今回解析する回路遮断器は、磁気プランジャーの周りに母線導体が巻かれています。電流値が所定の設計値を超えるとプランジャーにかかる応力が大きくなり、回路の接続を遮断するしくみです。電磁界と応力の計算に関連性の薄いスプリングなどの部品は、このモデルに含まれていません。
母線の導体を流れるDC電流のコンタープロットを図2に示します。静磁界を計算するソースとして、自動計算した電流を使用します。メッシュは、最初にローカルメッシュを手動で少し操作し、その後に自動適応機能を適用します。
図3は、母線の導体を流れるDC電流のプロットです。
静磁界シミュレーションによって得られた磁束密度分布プロットを図4に示します。複雑な3Dフィールドパスは、このような形状について3次元シミュレーションを行うことの重要性を示します。
この磁束密度分布に基づいて、電機子などにかかる磁力を計算することができます。加重したマクスウェル応力テンソル(MST)を用いる計算法をCST EMSに用いて計算を行います。
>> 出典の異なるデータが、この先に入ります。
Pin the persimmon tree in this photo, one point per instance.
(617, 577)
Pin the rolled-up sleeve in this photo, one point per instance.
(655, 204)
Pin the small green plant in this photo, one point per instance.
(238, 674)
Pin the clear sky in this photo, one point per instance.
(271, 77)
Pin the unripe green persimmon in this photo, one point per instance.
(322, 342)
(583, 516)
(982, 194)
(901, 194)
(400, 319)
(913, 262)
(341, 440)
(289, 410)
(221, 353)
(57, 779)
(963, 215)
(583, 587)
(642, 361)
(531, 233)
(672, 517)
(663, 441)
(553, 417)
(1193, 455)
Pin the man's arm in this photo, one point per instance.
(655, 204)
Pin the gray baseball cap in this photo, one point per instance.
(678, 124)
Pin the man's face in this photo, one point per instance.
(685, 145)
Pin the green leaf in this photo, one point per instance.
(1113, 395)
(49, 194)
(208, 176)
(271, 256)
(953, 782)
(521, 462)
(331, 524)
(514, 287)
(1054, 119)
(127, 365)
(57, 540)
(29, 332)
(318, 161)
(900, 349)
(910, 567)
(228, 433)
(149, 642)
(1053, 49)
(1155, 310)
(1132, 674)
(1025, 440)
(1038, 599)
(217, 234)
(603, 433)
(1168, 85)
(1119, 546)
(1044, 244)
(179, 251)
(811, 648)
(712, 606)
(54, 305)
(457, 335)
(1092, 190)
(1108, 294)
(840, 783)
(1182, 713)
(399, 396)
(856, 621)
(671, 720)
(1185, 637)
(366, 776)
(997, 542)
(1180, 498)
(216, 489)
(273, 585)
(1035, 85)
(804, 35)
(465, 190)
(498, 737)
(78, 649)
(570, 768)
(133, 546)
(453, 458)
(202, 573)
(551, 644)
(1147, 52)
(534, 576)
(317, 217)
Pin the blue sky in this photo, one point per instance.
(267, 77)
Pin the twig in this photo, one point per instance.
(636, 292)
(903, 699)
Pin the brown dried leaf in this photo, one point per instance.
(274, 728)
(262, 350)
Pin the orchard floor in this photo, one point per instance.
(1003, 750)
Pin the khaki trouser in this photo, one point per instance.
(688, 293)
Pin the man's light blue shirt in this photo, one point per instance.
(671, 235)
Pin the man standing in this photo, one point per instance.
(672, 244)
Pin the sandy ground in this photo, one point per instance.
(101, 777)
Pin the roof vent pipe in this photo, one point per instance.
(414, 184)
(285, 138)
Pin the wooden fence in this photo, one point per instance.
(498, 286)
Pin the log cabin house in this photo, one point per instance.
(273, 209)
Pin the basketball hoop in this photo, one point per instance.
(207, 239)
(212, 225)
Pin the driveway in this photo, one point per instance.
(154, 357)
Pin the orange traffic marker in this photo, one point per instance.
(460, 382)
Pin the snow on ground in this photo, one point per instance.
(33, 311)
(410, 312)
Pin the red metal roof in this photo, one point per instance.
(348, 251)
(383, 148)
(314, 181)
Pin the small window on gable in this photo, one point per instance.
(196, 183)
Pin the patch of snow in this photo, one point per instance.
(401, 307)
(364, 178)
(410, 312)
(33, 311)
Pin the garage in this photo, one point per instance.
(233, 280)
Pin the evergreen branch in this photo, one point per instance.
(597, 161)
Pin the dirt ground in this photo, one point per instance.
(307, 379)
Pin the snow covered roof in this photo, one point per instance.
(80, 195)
正確な解が求められるように、メッシュ適応のパスごとに応力モニターが収束をチェックします。計算では(コ)エネルギー、鎖交磁束、インダクタンスなどの値も自動的に出力します。
上記の手順を繰り返すことにより、引き抜き力のデータが得られます。CST EMSでは、インポートした形状についてもパラメータ化が可能です。このモデルでは、電機子の位置をコアに対する相対位置としてパラメータで定義しています。それぞれの位置で応力を計算し、その結果から引き抜き力が得られます。図5にそのプロットを示します。
このようなシミュレーションの結果を使用して、たとえばシステムの動力レベルや磁気レベルでの回路の最適化を行うことができます。解析結果をどのようにエレクトロメカニカルシステムに組み入れるかについては、[1]を参照してください。ソレノイドの状態空間モデルを生成し、それを使用してCST DESIGN STUDIO(CST DS)でシミュレーションを行った事例をご紹介しています。
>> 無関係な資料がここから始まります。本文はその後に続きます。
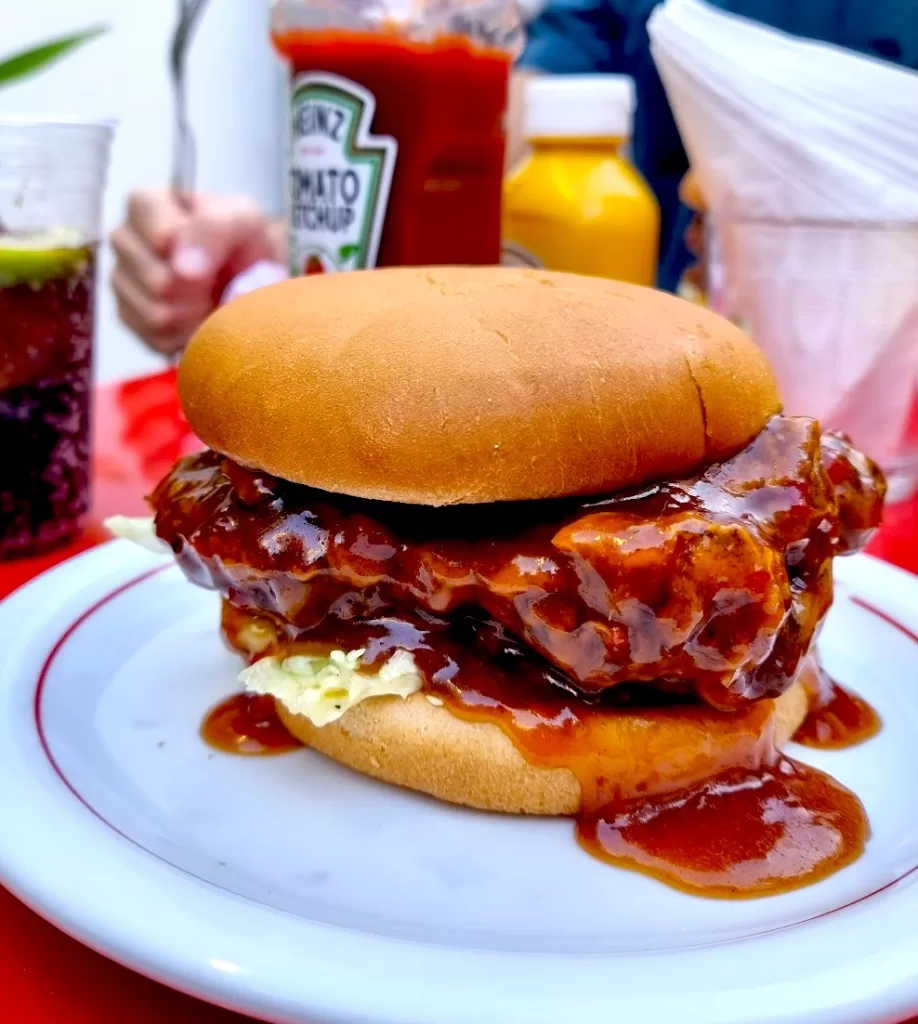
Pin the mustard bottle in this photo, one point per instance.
(576, 203)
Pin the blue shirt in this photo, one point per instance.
(589, 36)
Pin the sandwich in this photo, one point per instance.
(530, 543)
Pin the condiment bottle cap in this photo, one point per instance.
(579, 107)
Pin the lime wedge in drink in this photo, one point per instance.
(35, 257)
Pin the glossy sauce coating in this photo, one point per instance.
(721, 814)
(713, 585)
(565, 622)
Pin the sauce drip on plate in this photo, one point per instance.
(247, 724)
(837, 718)
(741, 833)
(722, 814)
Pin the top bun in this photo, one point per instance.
(456, 385)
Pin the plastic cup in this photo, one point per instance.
(51, 181)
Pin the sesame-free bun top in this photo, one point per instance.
(452, 385)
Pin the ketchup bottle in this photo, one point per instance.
(395, 139)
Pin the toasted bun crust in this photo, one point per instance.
(415, 743)
(467, 385)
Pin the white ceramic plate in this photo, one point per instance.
(292, 889)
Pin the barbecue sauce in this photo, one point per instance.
(681, 612)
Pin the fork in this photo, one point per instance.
(183, 146)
解析的なアプローチでは取得困難な複雑なエレクトロメカニカル部品の特性情報が、3次元電磁界シミュレーションを行うことにより得られます。取得したデータをもとに、動力学的なスタディが可能となります。この事例にあるようなパラメトリックな静磁界解析には、たとえばモデルライブラリを迅速に効率よく生成し、それを回路シミュレータに読み込み動力学スタディが行える利点があります。